The city is already spending more than ever on pension contributions for its retirees – nearly $1.1 billion, which is nearly 20 percent of the city's general fund, according to a recent report from L.A.'s Interim Chief Administrative Officer Richard Llewellyn.

Costs have approximately doubled over the past decade as a wave of baby boomers retired and are now living longer on the generous pensions they were promised. The city expects another wave of retirement in the coming years, coupled with higher health care costs. The news of a lackluster investment forecast adds yet another financial obstacle.

L.A.'s pension funds, known as LACERS (Los Angeles City Employees Retirement System) and the LAFPP (Los Angeles Fire and Police Pension) currently have a rate of return of about 7.5 percent, but representatives from both funds told the city's Budget and Finance Committee they expect the rate of return to decline to about 6.5 percent over the next decade.
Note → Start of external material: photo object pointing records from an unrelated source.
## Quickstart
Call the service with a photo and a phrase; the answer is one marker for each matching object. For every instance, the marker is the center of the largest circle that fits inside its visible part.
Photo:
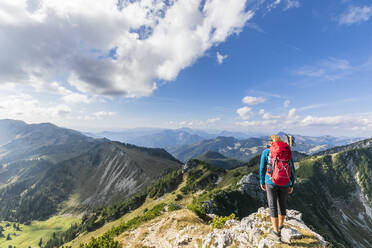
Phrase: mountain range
(45, 169)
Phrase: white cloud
(268, 116)
(356, 15)
(291, 113)
(327, 120)
(251, 100)
(245, 113)
(68, 96)
(221, 58)
(265, 123)
(199, 123)
(106, 49)
(103, 114)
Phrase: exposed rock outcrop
(249, 184)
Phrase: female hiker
(277, 176)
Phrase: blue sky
(256, 66)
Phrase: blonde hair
(275, 138)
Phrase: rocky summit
(255, 231)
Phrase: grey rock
(189, 165)
(289, 234)
(250, 184)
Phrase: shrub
(219, 222)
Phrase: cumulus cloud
(292, 113)
(68, 96)
(289, 4)
(221, 58)
(245, 113)
(251, 100)
(330, 69)
(213, 120)
(111, 47)
(268, 116)
(356, 15)
(198, 123)
(103, 114)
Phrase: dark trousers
(277, 199)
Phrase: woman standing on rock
(277, 176)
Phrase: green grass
(30, 234)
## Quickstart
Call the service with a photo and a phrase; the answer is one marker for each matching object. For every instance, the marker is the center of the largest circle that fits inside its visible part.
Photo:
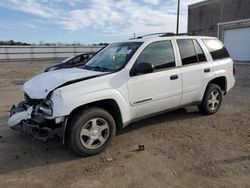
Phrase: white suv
(122, 83)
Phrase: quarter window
(190, 51)
(216, 49)
(187, 51)
(160, 54)
(199, 52)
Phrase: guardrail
(14, 53)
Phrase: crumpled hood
(40, 86)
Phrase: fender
(64, 109)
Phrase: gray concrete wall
(203, 17)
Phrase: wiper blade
(103, 69)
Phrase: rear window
(216, 49)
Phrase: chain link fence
(18, 53)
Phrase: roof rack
(163, 34)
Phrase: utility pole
(178, 14)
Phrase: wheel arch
(220, 81)
(110, 105)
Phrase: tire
(90, 131)
(212, 100)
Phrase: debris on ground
(1, 139)
(141, 147)
(109, 159)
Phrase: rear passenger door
(195, 70)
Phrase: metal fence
(16, 53)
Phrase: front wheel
(91, 131)
(212, 100)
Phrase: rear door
(195, 70)
(159, 90)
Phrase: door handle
(174, 77)
(207, 70)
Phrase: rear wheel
(212, 100)
(91, 131)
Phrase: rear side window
(216, 49)
(190, 51)
(199, 52)
(160, 54)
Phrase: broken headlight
(46, 107)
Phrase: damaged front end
(32, 118)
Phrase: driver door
(160, 90)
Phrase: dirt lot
(182, 148)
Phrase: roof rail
(173, 34)
(163, 34)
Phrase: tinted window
(216, 48)
(199, 52)
(187, 51)
(160, 54)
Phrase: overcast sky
(87, 21)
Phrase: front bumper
(23, 119)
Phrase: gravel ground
(182, 148)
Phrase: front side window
(216, 49)
(113, 57)
(160, 54)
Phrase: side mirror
(143, 68)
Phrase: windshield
(113, 57)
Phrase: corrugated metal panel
(237, 42)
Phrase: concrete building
(229, 20)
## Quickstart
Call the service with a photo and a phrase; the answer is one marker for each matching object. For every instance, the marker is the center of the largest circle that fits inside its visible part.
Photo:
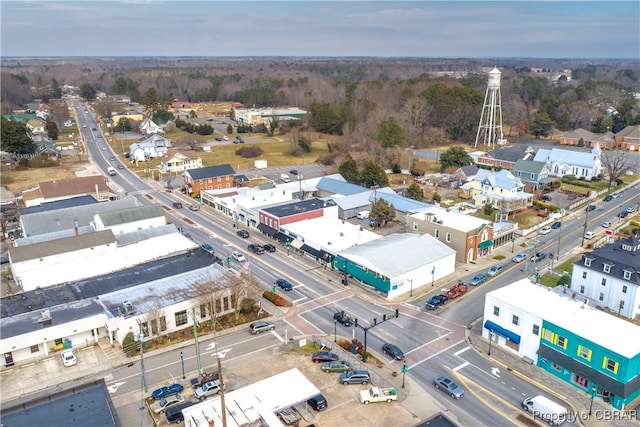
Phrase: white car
(68, 358)
(238, 256)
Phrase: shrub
(249, 152)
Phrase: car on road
(165, 403)
(68, 358)
(355, 377)
(238, 256)
(207, 247)
(342, 318)
(393, 351)
(323, 356)
(520, 257)
(336, 366)
(167, 391)
(477, 279)
(284, 284)
(448, 386)
(494, 271)
(538, 256)
(261, 326)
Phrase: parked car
(68, 358)
(393, 351)
(318, 403)
(355, 377)
(323, 356)
(520, 257)
(494, 271)
(167, 402)
(342, 318)
(207, 247)
(538, 256)
(478, 279)
(336, 366)
(167, 391)
(284, 284)
(238, 256)
(261, 326)
(449, 387)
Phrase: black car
(393, 351)
(284, 284)
(342, 318)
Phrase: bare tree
(616, 163)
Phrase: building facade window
(181, 318)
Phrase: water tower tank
(494, 79)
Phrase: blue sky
(538, 29)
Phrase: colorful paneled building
(594, 351)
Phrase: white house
(568, 162)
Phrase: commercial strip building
(594, 351)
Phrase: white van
(545, 409)
(363, 215)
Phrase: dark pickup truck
(436, 301)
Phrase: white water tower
(490, 128)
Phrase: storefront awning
(486, 244)
(514, 338)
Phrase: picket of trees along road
(393, 102)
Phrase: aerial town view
(326, 213)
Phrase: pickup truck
(378, 394)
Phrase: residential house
(208, 178)
(504, 157)
(589, 139)
(629, 138)
(179, 161)
(37, 125)
(610, 277)
(502, 190)
(470, 237)
(593, 351)
(583, 165)
(148, 127)
(534, 175)
(150, 147)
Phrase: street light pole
(182, 362)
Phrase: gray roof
(137, 213)
(65, 219)
(397, 254)
(67, 244)
(210, 172)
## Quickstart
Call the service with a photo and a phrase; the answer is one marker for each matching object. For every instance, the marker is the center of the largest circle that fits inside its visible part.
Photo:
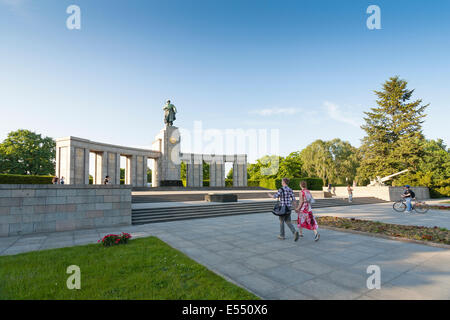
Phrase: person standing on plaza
(286, 196)
(350, 193)
(305, 216)
(408, 195)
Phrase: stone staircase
(152, 215)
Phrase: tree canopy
(393, 132)
(26, 152)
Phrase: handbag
(279, 209)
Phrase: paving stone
(260, 263)
(259, 284)
(390, 292)
(312, 267)
(287, 294)
(286, 275)
(233, 269)
(323, 289)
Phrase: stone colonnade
(194, 169)
(72, 162)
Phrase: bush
(440, 192)
(24, 179)
(115, 239)
(294, 183)
(91, 180)
(253, 183)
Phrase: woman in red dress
(305, 216)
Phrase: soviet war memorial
(239, 152)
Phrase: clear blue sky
(231, 64)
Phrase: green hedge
(24, 179)
(440, 192)
(294, 183)
(91, 181)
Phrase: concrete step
(151, 215)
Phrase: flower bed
(115, 239)
(435, 234)
(431, 207)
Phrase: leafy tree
(265, 167)
(26, 152)
(183, 170)
(393, 132)
(433, 169)
(291, 166)
(230, 174)
(334, 161)
(205, 171)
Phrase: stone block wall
(26, 209)
(387, 193)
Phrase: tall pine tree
(393, 132)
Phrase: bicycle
(419, 207)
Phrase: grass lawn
(145, 268)
(437, 235)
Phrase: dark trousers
(286, 219)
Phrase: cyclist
(408, 195)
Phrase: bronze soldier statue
(169, 113)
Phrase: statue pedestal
(168, 165)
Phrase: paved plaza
(244, 249)
(383, 212)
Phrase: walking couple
(305, 217)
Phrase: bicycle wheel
(420, 208)
(399, 206)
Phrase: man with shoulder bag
(283, 208)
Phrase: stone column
(86, 166)
(131, 170)
(217, 172)
(194, 171)
(155, 173)
(139, 171)
(170, 161)
(145, 161)
(240, 171)
(117, 170)
(79, 166)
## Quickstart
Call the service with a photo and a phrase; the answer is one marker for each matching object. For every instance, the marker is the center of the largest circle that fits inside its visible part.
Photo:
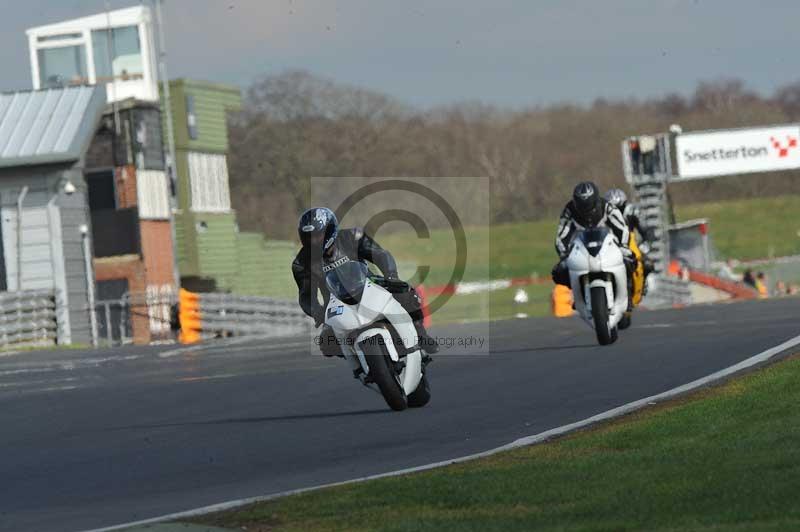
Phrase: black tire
(382, 373)
(422, 395)
(605, 335)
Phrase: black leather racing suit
(570, 223)
(350, 244)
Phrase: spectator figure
(748, 278)
(761, 285)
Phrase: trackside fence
(28, 318)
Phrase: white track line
(522, 442)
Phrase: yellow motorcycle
(636, 288)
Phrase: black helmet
(587, 203)
(318, 226)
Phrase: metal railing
(669, 291)
(28, 318)
(152, 310)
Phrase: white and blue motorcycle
(599, 281)
(376, 334)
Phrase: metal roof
(48, 126)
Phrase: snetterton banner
(737, 151)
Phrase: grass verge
(725, 458)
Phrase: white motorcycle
(376, 334)
(599, 281)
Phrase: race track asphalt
(95, 438)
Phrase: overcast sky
(508, 52)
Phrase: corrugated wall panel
(212, 103)
(73, 215)
(217, 247)
(37, 260)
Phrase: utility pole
(167, 107)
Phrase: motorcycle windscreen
(593, 239)
(347, 281)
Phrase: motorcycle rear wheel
(605, 334)
(383, 373)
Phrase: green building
(212, 254)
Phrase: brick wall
(157, 251)
(131, 268)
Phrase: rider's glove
(319, 318)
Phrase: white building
(115, 48)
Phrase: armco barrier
(28, 318)
(736, 290)
(205, 315)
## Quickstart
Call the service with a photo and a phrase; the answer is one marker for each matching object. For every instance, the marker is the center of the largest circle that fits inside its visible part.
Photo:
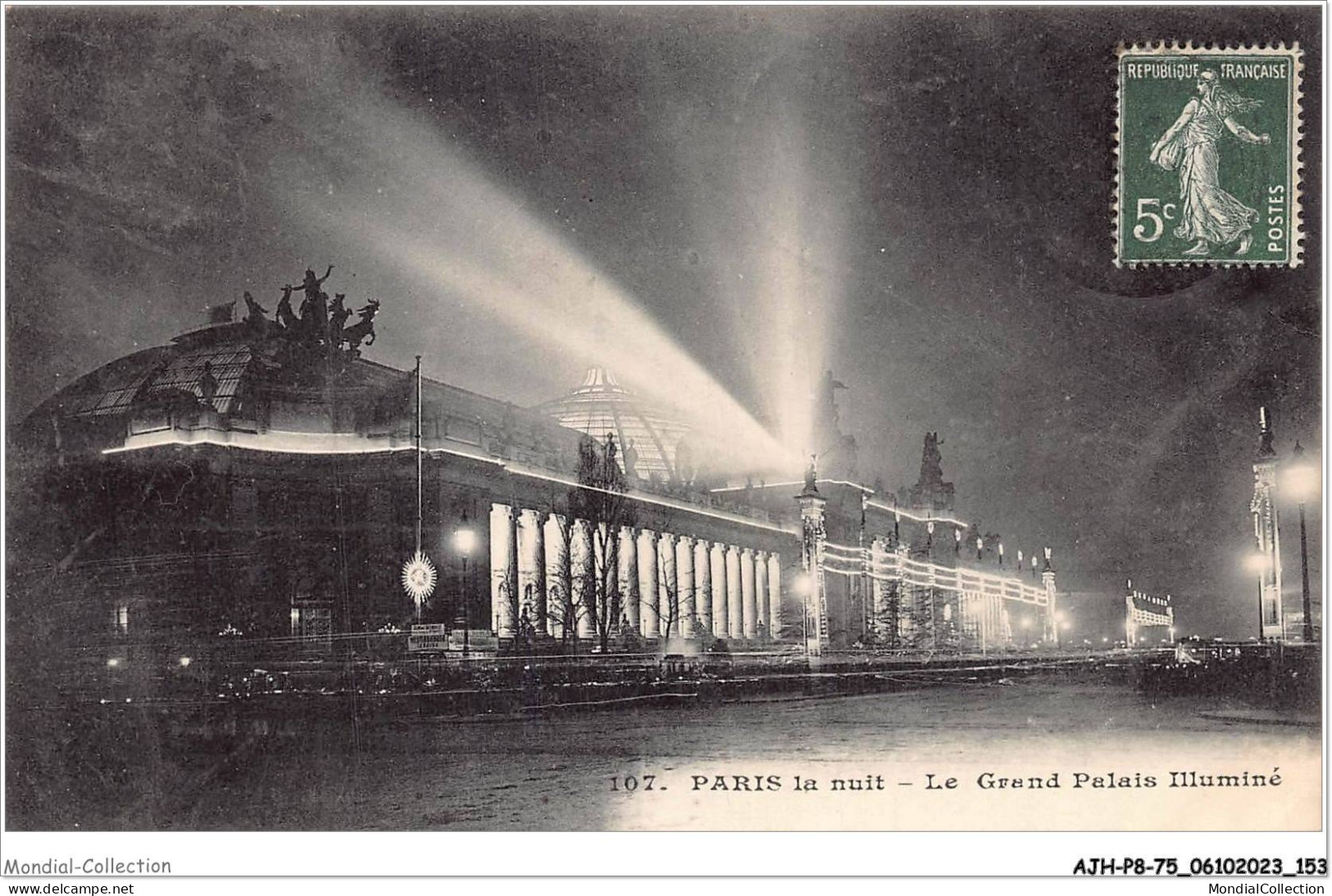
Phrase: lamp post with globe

Ray Ciranna, general manager of the Department of Fire and Police Pensions, told the committee the expectations come from capital market assumptions on how public pension funds will perform.
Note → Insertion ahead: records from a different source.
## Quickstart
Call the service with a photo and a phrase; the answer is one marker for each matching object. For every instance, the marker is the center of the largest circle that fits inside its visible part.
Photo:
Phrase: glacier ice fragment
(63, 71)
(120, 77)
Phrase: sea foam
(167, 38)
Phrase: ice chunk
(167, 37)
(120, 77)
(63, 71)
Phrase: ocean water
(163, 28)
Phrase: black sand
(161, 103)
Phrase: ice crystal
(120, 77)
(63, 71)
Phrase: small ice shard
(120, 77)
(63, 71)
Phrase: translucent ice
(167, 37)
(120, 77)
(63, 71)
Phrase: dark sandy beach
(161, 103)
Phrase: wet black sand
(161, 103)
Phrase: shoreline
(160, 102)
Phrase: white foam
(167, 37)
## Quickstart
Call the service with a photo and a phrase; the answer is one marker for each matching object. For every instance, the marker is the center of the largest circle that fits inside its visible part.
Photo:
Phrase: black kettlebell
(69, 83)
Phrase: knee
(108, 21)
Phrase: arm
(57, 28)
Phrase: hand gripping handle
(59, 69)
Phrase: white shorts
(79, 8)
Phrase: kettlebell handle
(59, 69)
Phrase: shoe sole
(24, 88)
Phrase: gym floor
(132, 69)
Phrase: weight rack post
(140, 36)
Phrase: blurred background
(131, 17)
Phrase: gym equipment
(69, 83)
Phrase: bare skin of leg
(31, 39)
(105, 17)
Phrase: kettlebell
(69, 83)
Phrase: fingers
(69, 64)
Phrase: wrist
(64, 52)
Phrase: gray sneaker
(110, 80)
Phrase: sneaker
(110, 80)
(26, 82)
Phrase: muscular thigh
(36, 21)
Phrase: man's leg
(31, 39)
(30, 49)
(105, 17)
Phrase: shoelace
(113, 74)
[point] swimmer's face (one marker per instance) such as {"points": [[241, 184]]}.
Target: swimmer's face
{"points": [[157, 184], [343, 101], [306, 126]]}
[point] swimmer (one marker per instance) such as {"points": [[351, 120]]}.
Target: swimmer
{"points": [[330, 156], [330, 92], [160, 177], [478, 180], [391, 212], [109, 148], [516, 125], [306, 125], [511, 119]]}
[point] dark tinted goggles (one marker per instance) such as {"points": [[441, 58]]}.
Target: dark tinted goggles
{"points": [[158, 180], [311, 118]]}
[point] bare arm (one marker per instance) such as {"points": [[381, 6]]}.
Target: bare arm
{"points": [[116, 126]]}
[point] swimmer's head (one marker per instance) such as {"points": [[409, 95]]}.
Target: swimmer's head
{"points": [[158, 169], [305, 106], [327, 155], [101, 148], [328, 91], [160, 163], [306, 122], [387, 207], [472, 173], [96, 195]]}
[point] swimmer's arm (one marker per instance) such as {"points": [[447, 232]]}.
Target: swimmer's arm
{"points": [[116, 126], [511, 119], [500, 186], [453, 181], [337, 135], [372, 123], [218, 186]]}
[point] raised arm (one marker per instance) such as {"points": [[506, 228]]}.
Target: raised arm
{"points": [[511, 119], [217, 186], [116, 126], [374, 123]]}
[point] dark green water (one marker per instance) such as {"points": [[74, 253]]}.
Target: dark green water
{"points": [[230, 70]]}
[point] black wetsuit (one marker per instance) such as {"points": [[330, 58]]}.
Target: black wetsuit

"Most of the larger money managers are looking at a capital market that is trending downward overall. And these are the headwinds that we are facing as we move forward," he said.

Any investment declines would force the city to increase its contributions to compensate for the loss, said Thomas Moutes, general manager of LACERS.

"While we certainly do not want to burden the city's general fund with a higher contribution rate in the coming years, our fiduciary responsibility to our members requires that we ensure the city contribute adequate amounts to keep the benefit promises to tens of thousands of active and retired city employees," Moutes said.

Llewellyn estimates the city would pay an additional $100 million a year in pension costs if the rate of return fell by just 0.25 percent.

Both Moutes and Ciranna said they expect mortality rates to further push up costs.

"People are living longer, which is a good thing. But with folks in our plan, if they retire at 55 and live another 25-30 years that does weigh heavy on the system," Ciranna said.

LACERS and LAFPP each has a board of trustees that decides whether to lower the assumed rate of return. LACERS' board will meet in July.

If the assumed rate of return drops, the city would not need to act until the 2018-19 fiscal year, Moutes said.